Several models pre‐trained on the NYU breast cancer screening dataset23 by using different hyper‐parameter settings are available. We explored three of such pre‐trained models‡ with ResNet22 and ResNet1816 used in global and local modules, corresponding to three different hyper‐parameter settings, that is GL2‐ResNet22/18‐Setting 1, GL2‐ResNet22/18‐Setting 2 and GL2‐ResNet22/18‐Setting 3. To re‐train them on our own training data, we resized images to 2944 × 1920 (to enable the use of the pre‐trained model), employed the pre‐trained model to initialise the model to be re‐trained, and used the default data pre‐processing operations and hyper‐parameter settings suggested in Shen et al.15
Assessing data processing strategies
Data quality enhancement
We assessed background cropping with text removal (BCTR) and contrast adjustment (CA) for enhancing data quality. BCTR aims to improve image quality by removing text and background areas which do not contain breast regions by using image segmentation techniques.24 CA aims to improve image quality by transforming the intensity scales (i.e. the range of intensity values) of the breast regions of all mammograms into a uniform one (determined by selected mammograms that contain breast regions with visually good appearance) and thus the same contrast. Notably, CA is not used to enhance the visual quality of mammograms to improve readability for radiologists but used as a data normalisation operation for training the DL model. In this study, we use CA to reduce the variations of intensity scales across the breast regions of different mammograms to support the AI model learning tissue structure properties alongside intensity properties. More details about BCTR and CA can be referred to in the Supporting Information.

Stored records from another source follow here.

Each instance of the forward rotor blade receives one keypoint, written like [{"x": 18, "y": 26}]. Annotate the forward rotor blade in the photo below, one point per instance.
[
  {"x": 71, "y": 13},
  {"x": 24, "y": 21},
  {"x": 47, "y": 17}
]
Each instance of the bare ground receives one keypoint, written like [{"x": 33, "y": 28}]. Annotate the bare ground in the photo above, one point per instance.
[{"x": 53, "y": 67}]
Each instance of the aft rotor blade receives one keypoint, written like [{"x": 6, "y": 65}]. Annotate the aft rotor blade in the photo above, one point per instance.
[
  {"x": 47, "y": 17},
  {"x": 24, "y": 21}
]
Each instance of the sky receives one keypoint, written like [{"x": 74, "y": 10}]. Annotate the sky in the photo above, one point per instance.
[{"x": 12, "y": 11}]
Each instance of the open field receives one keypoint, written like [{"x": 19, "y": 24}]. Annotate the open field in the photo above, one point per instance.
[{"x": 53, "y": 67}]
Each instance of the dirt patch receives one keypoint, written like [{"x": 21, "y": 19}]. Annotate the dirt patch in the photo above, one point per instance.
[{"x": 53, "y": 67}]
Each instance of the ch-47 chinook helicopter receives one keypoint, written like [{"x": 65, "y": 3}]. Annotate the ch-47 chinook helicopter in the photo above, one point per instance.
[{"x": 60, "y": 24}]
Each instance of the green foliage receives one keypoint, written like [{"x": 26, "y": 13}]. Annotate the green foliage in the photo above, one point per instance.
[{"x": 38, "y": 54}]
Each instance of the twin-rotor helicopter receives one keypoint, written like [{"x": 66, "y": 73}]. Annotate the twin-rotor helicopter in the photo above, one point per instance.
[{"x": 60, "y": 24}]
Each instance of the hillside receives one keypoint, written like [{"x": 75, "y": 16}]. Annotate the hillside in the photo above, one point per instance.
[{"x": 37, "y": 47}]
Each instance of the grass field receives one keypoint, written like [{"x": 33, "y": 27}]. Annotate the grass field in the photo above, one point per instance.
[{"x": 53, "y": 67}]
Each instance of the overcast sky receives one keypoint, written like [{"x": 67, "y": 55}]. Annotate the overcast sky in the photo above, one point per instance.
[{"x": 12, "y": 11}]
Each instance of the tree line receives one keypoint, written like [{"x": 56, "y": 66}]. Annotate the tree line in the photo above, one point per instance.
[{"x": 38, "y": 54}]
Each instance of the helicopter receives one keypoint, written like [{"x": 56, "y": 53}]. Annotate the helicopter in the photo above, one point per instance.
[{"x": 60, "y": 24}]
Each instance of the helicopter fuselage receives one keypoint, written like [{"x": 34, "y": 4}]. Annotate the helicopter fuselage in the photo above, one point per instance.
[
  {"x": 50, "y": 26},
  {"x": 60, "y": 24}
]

Increasing the volume of training data
We studied the effect of increasing the training data volume on performance. Specifically, we selected additional previously unused mammographic images with and without cancers from the original dataset and added them into the original training set to form an expanded training set of 12,531 (cancer: 5888 and non‐cancer: 6643) mammograms. We maintained the same test set for a fair comparison.
Results
Evaluation of AI approaches
Our implemented local approach was trained for 100 epochs. The trained model was tested on 574 image patches, producing promising patch classification results with AUC of 0.9765 [95% CI 0.9770, 0.9761] and ACC of 0.9442 [95% CI 0.9446, 0.9437], where a bootstrapping method was used to obtain the 95% confidence interval (CI) for AUC and ACC with details in the Supporting Information. The saliency maps generated by applying the trained model to some image patches are illustrated in Figure 2, reflecting the probability of cancer occurrence at each site within the patch.
Fig. 2.

Saliency maps (second and fourth columns) generated by the local approach applied to example image patches (first and third columns).

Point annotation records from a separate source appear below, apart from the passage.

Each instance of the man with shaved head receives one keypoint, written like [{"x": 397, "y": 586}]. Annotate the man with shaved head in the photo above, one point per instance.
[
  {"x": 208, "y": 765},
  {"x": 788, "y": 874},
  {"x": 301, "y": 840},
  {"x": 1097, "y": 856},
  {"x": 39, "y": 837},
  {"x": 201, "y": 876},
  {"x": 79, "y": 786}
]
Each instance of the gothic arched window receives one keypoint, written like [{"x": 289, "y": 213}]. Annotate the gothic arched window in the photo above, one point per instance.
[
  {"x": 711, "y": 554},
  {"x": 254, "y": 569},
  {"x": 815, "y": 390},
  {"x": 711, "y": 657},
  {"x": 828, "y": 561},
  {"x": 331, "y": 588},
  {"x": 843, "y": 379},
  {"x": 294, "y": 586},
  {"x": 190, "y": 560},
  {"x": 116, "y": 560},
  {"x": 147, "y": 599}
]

Table 1 reports the classification results in terms of AUC and ACC for the global approach implemented with three different DL models (including Inception‐ResNet‐V2, EfficientNetB6 and NASNetLarge) and the two global + local approaches GL1 and GL2 implemented with different DL models (GL1) or the same DL model under different hyper‐parameter settings (GL2). It can be observed that
With the global approach, the best AUC and ACC results are achieved by Inception‐ResNet‐V2. After performing hyper‐parameter tuning, the performances of Inception‐ResNet‐V2, EfficientNetB6 and NASNetLarge are all improved. Due to space limit, the saliency maps generated by applying the re‐trained models with hyper‐parameter tuning to some mammograms are provided in the Supporting Information.
With the global + local approach, directly applying pre‐trained models obtained from DDSM and NYU datasets to our data leads to reduced performance. We think that the poor performance is due to the discrepancy in data properties (e.g. intensity scales) between DDSM and NYU datasets and ours. This is verified by the fact that re‐training pre‐trained models on our data significantly improves the performance as shown in Table 1. For GL1, GL1‐VGG16 achieves the best AUC and ACC results. For GL2, GL2‐ResNet22/18‐Setting1 outperforms the other models in terms of the highest AUC and the competitive ACC.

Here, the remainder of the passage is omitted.